Corrieron y corrieron y corrieron. Al rebaño de oryx ya no se le veía, se había esfumado totalmente en el horizonte calcinado del Kalahari. La temperatura sería de 35 a cuarenta grados. Había una pequeña brisa que venía de los oryx a los hombres. Mientras éstos corrían, sin perder un solo momento, sin agacharse, iban leyendo en el suelo las huellas de los animales, e iban viendo que el animal herido empezaba a dar síntomas de cansancio.
Corrieron y corrieron y corrieron, sin abandonar su ritmo, desde las cuatro de la tarde hasta las siete y media que se puso el sol. Entonces, se detuvieron, y debajo de un arbusto hicieron un pequeño hoyo en la arena, metieron allí su cadera y durmieron de un tirón, mientras nosotros en nuestro coche todoterreno hablábamos de todo lo que se podía hablar y no podíamos conciliar el sueño. Ellos durmieron con la profundidad, diría yo que con la beatitud con que duerme un animal sano, hasta que se levantó el sol.
Al alba, los tres pequeños bosquimanos de piernas musculadas y aproximadamente un metro sesenta de estatura, tomaron sus arcos y sus flechas, y siguieron corriendo. A las doce del medio día alcanzaron al antílope que se había desplomado, muerto por el esfuerzo de la persecución a la que le habían sometido.
Lo primero que hicieron cuando llegaron al antílope fue desollarle e impregnarse el cuerpo con la sangre y la grasa del animal. Su piel desecada por el viento del desierto, por el esfuerzo sobrecogedor de haber corrido prácticamente durante un día entero, sin comer ni beber, necesitaba esa nutrición que llegaba a través de sus epitelios.
Me quedé asombrado cuando después de comer la carne y de tener lugar el gran banquete, aquellos hombres se entregaron a sus danzas zoomorfas.
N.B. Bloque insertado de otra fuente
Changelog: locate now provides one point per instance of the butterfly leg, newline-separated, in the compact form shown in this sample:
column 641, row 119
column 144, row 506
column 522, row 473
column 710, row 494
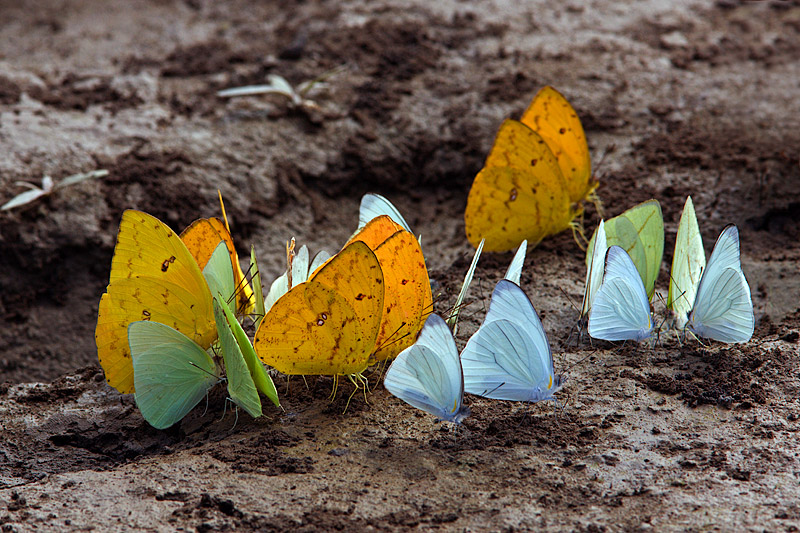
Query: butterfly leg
column 577, row 234
column 335, row 388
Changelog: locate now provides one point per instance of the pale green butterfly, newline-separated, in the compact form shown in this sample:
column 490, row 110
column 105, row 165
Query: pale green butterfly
column 688, row 263
column 374, row 205
column 640, row 232
column 514, row 272
column 302, row 268
column 173, row 373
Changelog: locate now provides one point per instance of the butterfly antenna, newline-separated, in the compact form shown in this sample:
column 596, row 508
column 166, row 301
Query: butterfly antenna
column 289, row 260
column 487, row 391
column 578, row 234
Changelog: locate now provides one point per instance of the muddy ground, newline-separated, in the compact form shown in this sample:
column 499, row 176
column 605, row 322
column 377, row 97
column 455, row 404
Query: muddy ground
column 682, row 97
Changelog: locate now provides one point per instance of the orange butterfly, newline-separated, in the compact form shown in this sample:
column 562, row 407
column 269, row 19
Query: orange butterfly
column 535, row 178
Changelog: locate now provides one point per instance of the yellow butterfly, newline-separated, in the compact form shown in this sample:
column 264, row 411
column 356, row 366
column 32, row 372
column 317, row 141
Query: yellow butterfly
column 327, row 325
column 407, row 294
column 535, row 178
column 153, row 277
column 201, row 238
Nadie puede imitar los movimientos de un animal como lo hace un bosquimano o un pigmeo, nadie es capaz de mover las piernas al ritmo ingrávido con que las mueve la gacela saltadora, nadie es capaz de representar la pesadez del elefante herido como lo hacen ellos cuando bailan.
Eran los restos de una población de varios millones de seres que dos siglos antes ocupaba el más inmenso paraíso de caza habido en nuestro planeta. Una civilización y una cultura que fue masacrada, destruida, en la época en que los boers colonizaron África del Sur. La cabeza del bosquimano tenía el mismo precio que la cabeza de un perro salvaje. El nombre de bosquimano viene, precisamente, de la palabra anglo–boer “bushman”, el hombre de la selva, el selvático. Se les consideraba como animales y cuando se capturaban niños bosquimanos, que generalmente morían porque no podían vivir según las costumbres de los civilizados, a los que sobrevivían les daban el nombre de ‘bosquimanos domesticados’, como si fueran animales.
Fueron matándoles a todos, pero en particular a aquellos que llevaban en torno a la cintura una especie de cananas hechas con tibias vacías de antílope, en cada una de las cuales había colores, colores que eran los que empleaba el bosquimano para decorar las eternas pinturas pétreas que hablaban de la felicidad de un pueblo comunitario que, entre otras cosas, desconocía la guerra, esa inclinación tan propia de los civilizados, que consiste en pulverizar, en quemar y en masacrar a sus semejantes. Sabían que si querían acabar con aquel pueblo que ocupaba unas tierras que los colonos precisaban para instalar sus granjas y sus explotaciones, tenían que matar sobre todo a sus chamanes. Así, en menos de dos siglos, empujados por los boers y por los ingleses por el sur y por los negros pastores de origen bantú por el norte, los bosquimanos quedaron reducidos a unas pocas docenas de familias dispersas que hoy viven en el Kalahari.”